SEATTLE, WA—Cognitive behavioral therapy for insomnia (CBT-I) is highly effective when administered by a trained sleep physician, and can be successfully integrated into standard clinical practice, according to data presented at SLEEP 2015 by Brandon R. Peters, MD, Stanford University Department of Psychiatry and Behavioral Sciences, Redwood City, CA.

At present, CBT-I is usually conducted by psychologists and few sleep physicians are formally trained and actively practice this intervention, so the effectiveness and merits of CBT-I as administered by a sleep physician in a community-based clinic is unknown, Dr. Peters explained.
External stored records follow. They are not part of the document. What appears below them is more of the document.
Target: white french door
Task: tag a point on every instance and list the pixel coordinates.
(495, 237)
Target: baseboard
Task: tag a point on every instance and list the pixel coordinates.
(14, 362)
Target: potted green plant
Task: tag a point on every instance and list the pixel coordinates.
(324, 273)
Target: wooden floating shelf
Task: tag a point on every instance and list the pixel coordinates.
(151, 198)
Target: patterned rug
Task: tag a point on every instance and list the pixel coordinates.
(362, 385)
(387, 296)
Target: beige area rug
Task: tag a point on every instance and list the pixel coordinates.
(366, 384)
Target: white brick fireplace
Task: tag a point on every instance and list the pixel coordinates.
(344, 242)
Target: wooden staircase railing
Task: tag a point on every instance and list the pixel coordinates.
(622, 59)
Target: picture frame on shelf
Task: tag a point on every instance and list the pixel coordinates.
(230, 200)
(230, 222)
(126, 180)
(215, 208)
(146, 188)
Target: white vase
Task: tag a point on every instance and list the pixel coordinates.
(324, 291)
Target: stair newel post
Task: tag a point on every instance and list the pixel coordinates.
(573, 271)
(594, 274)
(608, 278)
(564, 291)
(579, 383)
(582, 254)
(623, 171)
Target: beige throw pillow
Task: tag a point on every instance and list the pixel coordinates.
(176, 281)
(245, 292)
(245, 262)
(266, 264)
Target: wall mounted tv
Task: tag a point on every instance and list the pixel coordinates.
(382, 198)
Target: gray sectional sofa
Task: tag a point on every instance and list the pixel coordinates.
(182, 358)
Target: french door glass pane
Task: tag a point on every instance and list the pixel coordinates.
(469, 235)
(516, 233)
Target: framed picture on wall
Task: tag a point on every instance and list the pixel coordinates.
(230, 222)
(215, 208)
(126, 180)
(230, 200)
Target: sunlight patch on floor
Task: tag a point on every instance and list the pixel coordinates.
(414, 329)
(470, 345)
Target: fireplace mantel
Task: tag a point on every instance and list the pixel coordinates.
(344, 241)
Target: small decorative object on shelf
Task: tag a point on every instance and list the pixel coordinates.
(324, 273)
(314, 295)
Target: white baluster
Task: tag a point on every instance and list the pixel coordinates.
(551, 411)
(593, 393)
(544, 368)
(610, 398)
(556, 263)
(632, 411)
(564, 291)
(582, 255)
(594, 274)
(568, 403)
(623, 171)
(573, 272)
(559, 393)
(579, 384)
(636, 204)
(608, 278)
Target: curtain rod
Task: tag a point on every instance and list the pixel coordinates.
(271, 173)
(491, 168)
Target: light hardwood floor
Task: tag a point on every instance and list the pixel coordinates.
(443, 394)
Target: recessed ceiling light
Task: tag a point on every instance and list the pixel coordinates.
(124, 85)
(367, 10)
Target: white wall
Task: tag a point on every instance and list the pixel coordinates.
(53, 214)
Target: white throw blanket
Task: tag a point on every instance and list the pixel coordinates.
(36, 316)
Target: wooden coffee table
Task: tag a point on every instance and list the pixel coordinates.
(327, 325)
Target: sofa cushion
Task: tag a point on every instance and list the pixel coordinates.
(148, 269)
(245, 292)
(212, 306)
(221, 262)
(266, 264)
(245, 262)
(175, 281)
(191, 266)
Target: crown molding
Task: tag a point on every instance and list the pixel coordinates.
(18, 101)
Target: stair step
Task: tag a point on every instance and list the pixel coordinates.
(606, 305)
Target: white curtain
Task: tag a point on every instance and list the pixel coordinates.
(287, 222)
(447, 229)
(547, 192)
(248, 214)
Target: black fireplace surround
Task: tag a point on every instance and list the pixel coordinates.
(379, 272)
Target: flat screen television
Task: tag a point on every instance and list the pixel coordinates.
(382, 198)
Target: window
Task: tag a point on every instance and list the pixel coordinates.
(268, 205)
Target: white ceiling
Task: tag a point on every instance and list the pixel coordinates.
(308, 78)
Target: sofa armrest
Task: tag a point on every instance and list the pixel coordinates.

For this reason, Dr. Peters performed a retrospective chart review of 110 patients presenting with chronic insomnia during a one-year period, who were enrolled in CBT-I with a formally trained sleep physician at a community-based clinic. The modified program, which consisted of 4–6 sessions lasting 30–60 minutes, emphasized sleep education, sleep consolidation, and relaxation training. Subjects had to complete at least four sessions and have adequately completed sleep logs. Subjects with sleep apnea that interfered with compliance were excluded. Outcomes measured included changes in sleep-onset latency, wakefulness after sleep onset, total sleep time, and sleep efficiency from baseline to conclusion of the program.

Of the 89 subjects who met criteria, 65% were women and 35% men, with mean age 60.69 years (ranging from 12– 90 years). At baseline, 66 subjects (74.2%) used sleep medication, and 58 subjects (65.2%) were identified as having obstructive sleep apnea (AHI>5).

Improvements were observed in all averaged measures from baseline to program end: sleep onset latency (55.5 to 22.5 minutes), wakefulness after sleep onset (45.17 to 25.21 minutes), total sleep time (6.22 to 6.25 hours), and sleep efficiency (74.0% to 85.5%).

Study findings revealed comparable outcomes to published CBT-I data administered by psychologists. Board-certified sleep physicians who administer CBT-I in standard clinical practice “may be better equipped to taper sleeping pills and to identify and treat comorbid sleep conditions,” Dr. Peters concluded.